Trauma for foster children doesn’t end with placement in foster care. There are new crises to experience that add to older ones. Children often change foster homes numerous times, and each time means new adults, a new school, new friends, new rules, new everything. And rarely the sense that this time would be the last. One of the consistencies that can be in place throughout the troubled life of a foster child is mentorship.

When working with a foster youth, a mentor needs to understand that a life of neglect and uncertainty make it hard to develop trust. Mentoring an older foster youth takes extra patience and extended knowledge to help the young person step out in the world with self-esteem, knowledge and confidence. Support provided by a caring and trained adult can help prepare for aging out, an all important life changing event.

Mentoring Foster Youth Statistics

From Mentoring Youth in Foster Care and the National Mentoring Partnership:

  • 46% of mentored youth are less likely than their peers to start using illegal drugs

  • 52% are less likely to skip school

  • 59% of teenagers earn better grades

  • 76% of young adults aspire to continue their education

  • 95% found mentoring to be helpful; 51% found the experience to be very helpful


The delicate balance of mentoring someone is not creating them in your own image, but giving them the opportunity to create themselves.
— Steven Spielberg, motion picture producer

Unbreaking the Mirror

If you’re a foster kid living in a group home or institution, you are wrapped up in the system.
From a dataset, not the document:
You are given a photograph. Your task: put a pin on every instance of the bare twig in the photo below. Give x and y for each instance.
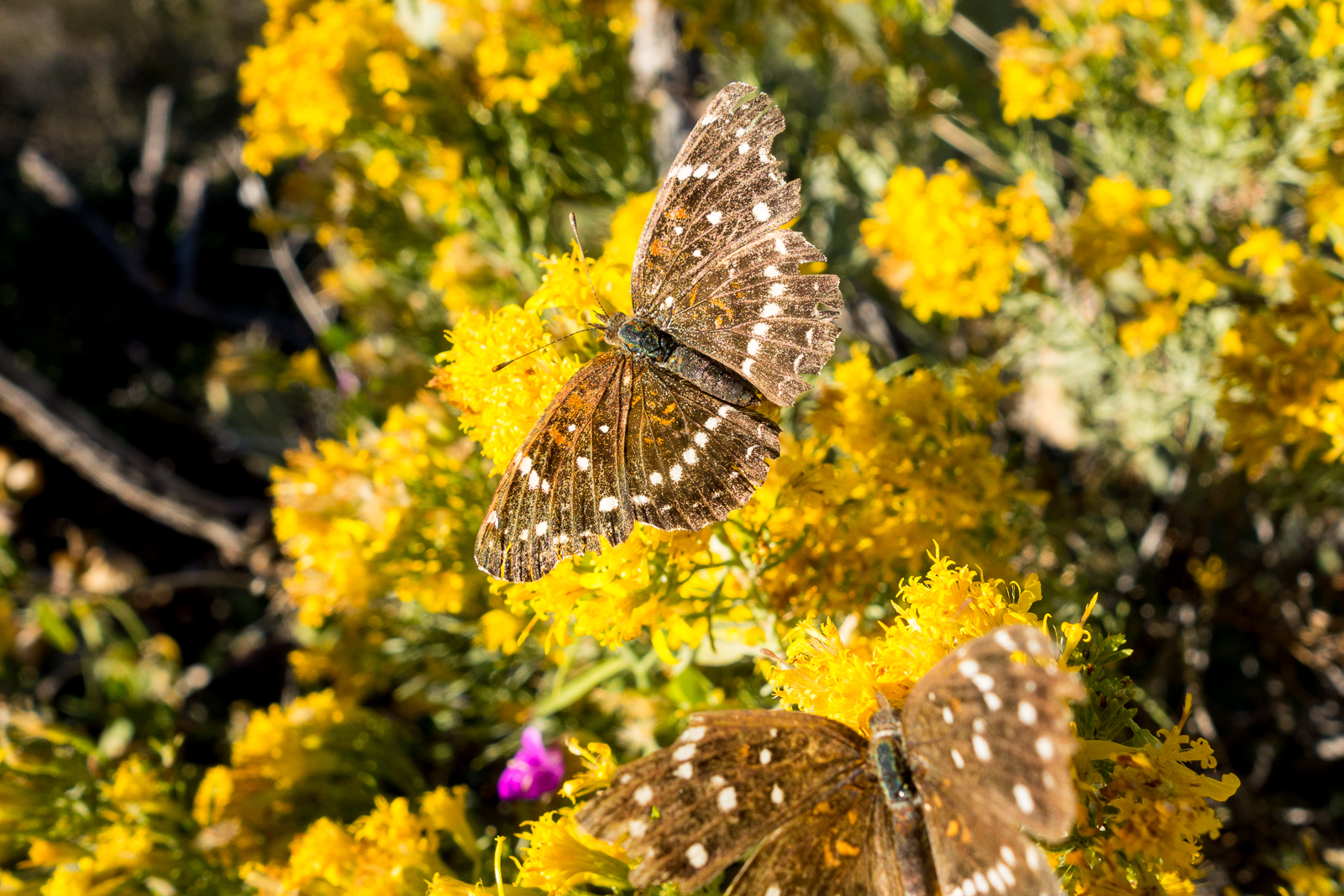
(154, 154)
(74, 437)
(47, 179)
(252, 192)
Everything we did or touched or thought about was driven by the foster care system. We saw it everywhere we turned. For me, it began on the first day with breakfast in the ancient stone Main Building with a huge roomful of loud scrappy kids, each with their own story to tell, each fearful and yet ready to fight at a moment’s notice. Trust was a long ways away, not something we even thought about. We were too busy trying to bear up from the past and avoid the hurt of today.

A good mentor can fix that. One broken piece at a time. Opportunities for constructing hope can come and go quickly. Mentoring needs to be in place as a rhythm in the life of a foster kid. Mentors are lifesavers. Ask me, I know.